Imagine I have an excel file with the name LP_Elements_Shocked_202108160517.xlsx
I would like to pull out this specific part of the file name and store it as an integer 20210816
The pattern is consistent. All files begin with LP_Elements_Shocked_
and then are followed by the eight digits I need. And then there will always be 4 more digits I do not need after those
Here is what I have so far:
import pandas as pd
pd.read_excel('LP_Elements_Shocked_202108160517.xlsx')
CodePudding user response:
Since your pattern always starts with the same string, you can just use a substring (slice the string):
filename = 'LP_Elements_Shocked_202108160517.xlsx'
print(filename[20:28]) # prints: '20210816'
otherwise you could use a regex for more complex patterns.

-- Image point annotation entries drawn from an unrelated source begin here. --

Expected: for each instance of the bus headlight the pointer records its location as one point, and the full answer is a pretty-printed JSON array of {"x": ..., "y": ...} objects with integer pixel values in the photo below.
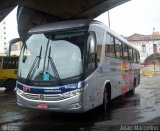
[
  {"x": 72, "y": 93},
  {"x": 20, "y": 91}
]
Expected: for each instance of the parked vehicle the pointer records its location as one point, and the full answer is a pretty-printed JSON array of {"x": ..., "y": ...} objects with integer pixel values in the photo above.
[{"x": 75, "y": 66}]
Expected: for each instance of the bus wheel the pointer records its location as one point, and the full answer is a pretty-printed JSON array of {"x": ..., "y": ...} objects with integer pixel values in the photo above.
[
  {"x": 131, "y": 92},
  {"x": 105, "y": 100},
  {"x": 10, "y": 84}
]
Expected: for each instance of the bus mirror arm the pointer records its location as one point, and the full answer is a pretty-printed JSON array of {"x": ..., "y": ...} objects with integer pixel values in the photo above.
[{"x": 100, "y": 69}]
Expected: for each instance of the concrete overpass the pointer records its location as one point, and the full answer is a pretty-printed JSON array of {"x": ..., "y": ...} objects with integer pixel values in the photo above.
[{"x": 34, "y": 12}]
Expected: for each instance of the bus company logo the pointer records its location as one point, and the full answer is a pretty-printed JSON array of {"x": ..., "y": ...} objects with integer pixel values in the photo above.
[
  {"x": 4, "y": 128},
  {"x": 41, "y": 97},
  {"x": 26, "y": 88}
]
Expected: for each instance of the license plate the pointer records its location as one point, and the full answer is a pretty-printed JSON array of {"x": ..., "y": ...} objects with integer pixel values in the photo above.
[{"x": 42, "y": 106}]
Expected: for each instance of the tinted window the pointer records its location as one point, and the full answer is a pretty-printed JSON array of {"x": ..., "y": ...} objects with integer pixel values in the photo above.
[
  {"x": 125, "y": 51},
  {"x": 110, "y": 47},
  {"x": 118, "y": 47},
  {"x": 130, "y": 54}
]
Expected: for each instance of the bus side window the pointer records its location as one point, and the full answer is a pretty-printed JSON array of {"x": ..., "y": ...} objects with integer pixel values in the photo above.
[
  {"x": 138, "y": 57},
  {"x": 125, "y": 52},
  {"x": 0, "y": 62},
  {"x": 130, "y": 54},
  {"x": 118, "y": 47},
  {"x": 134, "y": 56},
  {"x": 110, "y": 46},
  {"x": 91, "y": 53}
]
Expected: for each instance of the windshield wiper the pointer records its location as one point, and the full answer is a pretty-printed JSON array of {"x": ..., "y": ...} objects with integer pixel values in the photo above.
[
  {"x": 35, "y": 65},
  {"x": 54, "y": 69}
]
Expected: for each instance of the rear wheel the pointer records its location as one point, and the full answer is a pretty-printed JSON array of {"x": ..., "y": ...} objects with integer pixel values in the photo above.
[{"x": 10, "y": 84}]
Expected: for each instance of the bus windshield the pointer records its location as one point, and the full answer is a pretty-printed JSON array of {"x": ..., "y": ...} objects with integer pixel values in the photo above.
[{"x": 52, "y": 56}]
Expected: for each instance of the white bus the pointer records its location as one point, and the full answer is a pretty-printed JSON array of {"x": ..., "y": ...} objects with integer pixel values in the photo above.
[{"x": 75, "y": 66}]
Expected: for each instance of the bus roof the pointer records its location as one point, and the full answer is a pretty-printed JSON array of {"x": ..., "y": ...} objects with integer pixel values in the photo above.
[
  {"x": 75, "y": 24},
  {"x": 57, "y": 26}
]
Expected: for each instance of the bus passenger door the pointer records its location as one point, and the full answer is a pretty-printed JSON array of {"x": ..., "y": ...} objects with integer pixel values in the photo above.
[{"x": 90, "y": 100}]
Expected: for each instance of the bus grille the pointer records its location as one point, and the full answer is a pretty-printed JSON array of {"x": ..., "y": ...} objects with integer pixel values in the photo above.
[{"x": 55, "y": 97}]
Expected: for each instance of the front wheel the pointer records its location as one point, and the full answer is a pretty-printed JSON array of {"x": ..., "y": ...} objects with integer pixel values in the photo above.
[
  {"x": 105, "y": 100},
  {"x": 10, "y": 84}
]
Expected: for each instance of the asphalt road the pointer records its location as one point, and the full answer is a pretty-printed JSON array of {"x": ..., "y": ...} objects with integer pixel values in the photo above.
[{"x": 142, "y": 108}]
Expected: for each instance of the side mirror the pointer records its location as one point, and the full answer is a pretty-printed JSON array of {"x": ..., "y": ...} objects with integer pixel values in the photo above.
[
  {"x": 92, "y": 43},
  {"x": 11, "y": 42}
]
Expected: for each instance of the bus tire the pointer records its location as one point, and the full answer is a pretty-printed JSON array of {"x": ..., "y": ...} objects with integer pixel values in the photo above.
[
  {"x": 10, "y": 84},
  {"x": 132, "y": 92}
]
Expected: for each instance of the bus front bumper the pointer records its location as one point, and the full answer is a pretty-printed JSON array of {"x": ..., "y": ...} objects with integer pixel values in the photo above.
[{"x": 69, "y": 105}]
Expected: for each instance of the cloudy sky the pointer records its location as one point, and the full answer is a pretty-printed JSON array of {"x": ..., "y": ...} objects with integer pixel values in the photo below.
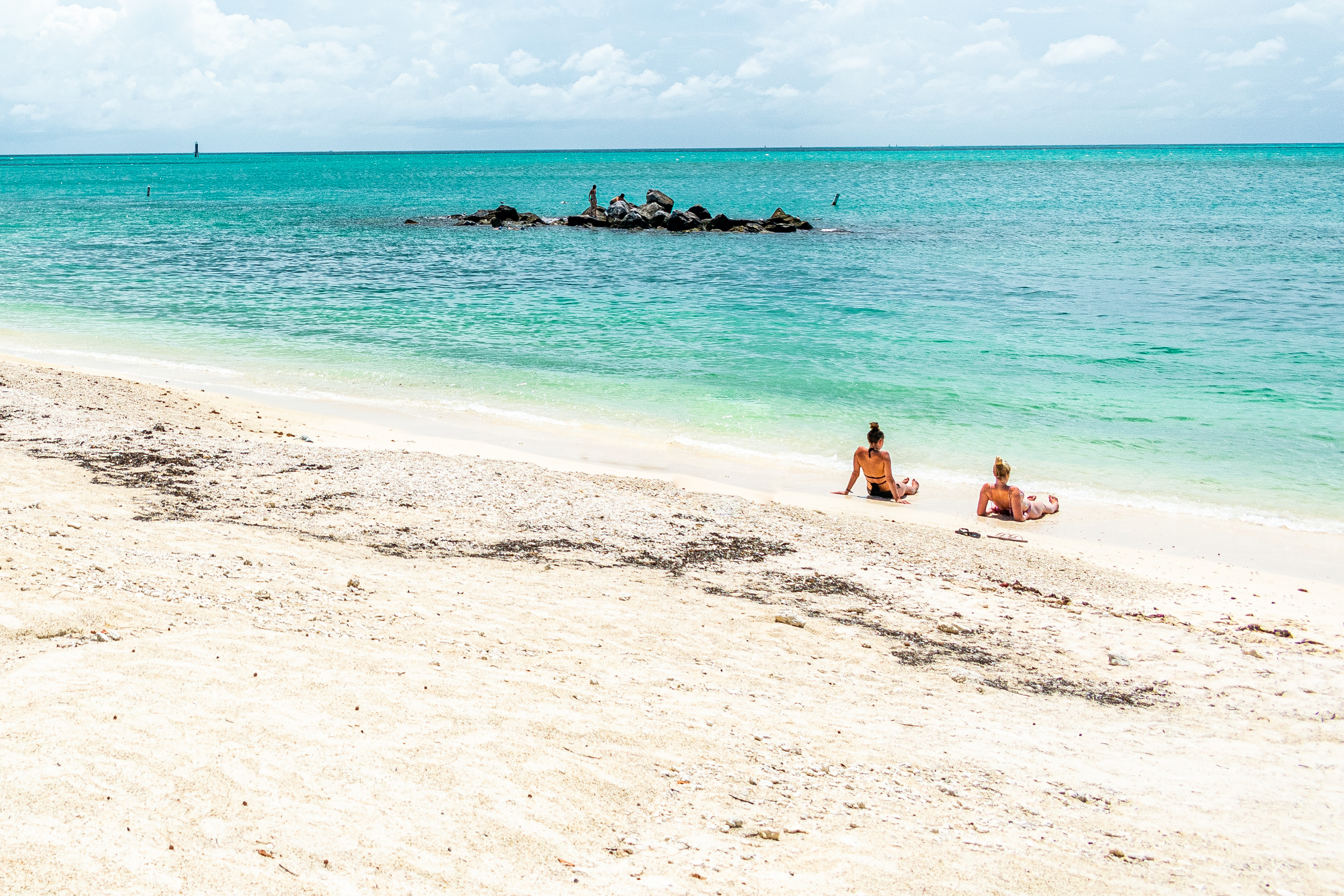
[{"x": 476, "y": 74}]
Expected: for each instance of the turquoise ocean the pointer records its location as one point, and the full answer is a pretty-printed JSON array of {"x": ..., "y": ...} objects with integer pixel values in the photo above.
[{"x": 1154, "y": 326}]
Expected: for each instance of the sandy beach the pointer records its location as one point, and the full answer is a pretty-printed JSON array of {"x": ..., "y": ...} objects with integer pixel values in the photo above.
[{"x": 240, "y": 661}]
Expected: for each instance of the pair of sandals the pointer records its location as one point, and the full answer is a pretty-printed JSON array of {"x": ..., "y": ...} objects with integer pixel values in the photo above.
[{"x": 1002, "y": 536}]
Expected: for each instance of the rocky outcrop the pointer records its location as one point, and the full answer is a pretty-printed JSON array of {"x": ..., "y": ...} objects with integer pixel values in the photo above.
[{"x": 658, "y": 213}]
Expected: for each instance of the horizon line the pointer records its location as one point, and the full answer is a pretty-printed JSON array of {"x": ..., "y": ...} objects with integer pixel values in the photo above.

For the part (from the comments) where you want to keep the filename with each dataframe, the simplest would be to add a column filled with the filename to each dataframe you read (by itself, pandas does not keep track of the filename of the excel file).
See this related Q&A: read_excel into data frame and keep file name as column (Pandas)
CodePudding user response:
use re
import re
file_name = 'LP_Elements_Shocked_202108160517.xlsx'
num = re.findall("\d ", file_name)[0][:-4]
print(num)
output
20210816